Rebus, which operated from an office (pictured) in Lincoln’s Inn Fields, London, had pitched the business as seeking to ‘bring hope to ordinary investors who were misled into buying flawed complex financial solutions’. Founder Michael Kamine stated that the company had been operating for five years and had grown annual revenue to more than £1.2m.

It is believed to be the first time a firm associated with legal services has collapsed after asking the public to invest in return for a stake in the business.

In a statement, Crowdcube said it has informed members who invested in the business via email about how to help ‘minimise’ any capital losses.
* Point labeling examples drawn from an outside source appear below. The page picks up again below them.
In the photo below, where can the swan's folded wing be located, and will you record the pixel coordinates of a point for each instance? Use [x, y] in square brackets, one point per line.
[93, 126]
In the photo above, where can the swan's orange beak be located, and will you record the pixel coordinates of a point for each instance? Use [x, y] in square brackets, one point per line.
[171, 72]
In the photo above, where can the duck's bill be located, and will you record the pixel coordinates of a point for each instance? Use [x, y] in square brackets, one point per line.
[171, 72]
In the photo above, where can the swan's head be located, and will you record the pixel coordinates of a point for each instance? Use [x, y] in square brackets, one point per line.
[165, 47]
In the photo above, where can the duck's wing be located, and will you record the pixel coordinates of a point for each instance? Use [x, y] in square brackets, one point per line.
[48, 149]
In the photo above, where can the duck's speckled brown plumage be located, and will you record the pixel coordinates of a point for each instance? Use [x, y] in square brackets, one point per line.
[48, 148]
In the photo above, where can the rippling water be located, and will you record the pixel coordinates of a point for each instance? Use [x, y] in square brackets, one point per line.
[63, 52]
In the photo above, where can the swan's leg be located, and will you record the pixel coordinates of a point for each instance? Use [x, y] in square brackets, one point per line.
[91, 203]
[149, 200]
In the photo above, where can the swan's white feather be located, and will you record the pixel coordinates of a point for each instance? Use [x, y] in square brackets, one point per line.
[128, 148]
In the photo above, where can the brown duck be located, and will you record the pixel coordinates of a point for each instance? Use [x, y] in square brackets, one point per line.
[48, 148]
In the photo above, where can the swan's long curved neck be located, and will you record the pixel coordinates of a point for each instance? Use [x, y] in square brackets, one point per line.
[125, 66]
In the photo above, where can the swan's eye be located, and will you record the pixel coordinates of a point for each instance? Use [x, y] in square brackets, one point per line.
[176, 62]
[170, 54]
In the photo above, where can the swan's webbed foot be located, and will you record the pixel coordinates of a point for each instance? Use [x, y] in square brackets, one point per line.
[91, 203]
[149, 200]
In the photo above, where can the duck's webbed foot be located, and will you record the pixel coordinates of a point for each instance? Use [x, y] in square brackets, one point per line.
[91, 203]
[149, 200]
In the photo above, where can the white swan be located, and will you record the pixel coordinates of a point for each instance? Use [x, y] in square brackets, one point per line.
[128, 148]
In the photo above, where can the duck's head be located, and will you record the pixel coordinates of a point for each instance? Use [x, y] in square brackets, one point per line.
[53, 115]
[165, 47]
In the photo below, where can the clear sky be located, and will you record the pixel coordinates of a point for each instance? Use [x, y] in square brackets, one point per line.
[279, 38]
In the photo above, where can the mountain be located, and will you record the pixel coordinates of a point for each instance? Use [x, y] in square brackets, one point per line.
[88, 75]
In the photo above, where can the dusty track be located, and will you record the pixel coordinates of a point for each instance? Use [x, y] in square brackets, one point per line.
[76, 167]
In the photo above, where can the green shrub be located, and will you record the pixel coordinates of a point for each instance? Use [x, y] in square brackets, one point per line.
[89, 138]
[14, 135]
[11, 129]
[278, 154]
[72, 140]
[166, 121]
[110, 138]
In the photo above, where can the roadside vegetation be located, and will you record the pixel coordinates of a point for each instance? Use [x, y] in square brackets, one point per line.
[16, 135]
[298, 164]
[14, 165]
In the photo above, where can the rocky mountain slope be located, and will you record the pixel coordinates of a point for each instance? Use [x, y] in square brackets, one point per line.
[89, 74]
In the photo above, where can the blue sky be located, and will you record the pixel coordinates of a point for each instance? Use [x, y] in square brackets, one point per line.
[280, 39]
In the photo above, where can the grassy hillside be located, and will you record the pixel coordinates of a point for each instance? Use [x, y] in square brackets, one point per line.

‘Whilst the failure of any business is disappointing, not all businesses will succeed,’ it said. ‘The failure rate of crowdfunded business is around 6% compared to 50-70% of businesses that fail in the early years, according to the FCA.

‘The risks of investment are clear and highlight the importance of spreading investment risk with a diversified portfolio.

‘The failure of any business is regrettable; however, investors on Crowdcube can be assured that we are committed to ensuring transparency and have rigorous due diligence processes in place, which are spearheaded by an experienced team of legal and compliance professionals.’

A year ago, Rebus said it had grown from three staff members to a headcount of 29 full-time staff. It was managing more than 1,700 claims with a total value of more than £930m.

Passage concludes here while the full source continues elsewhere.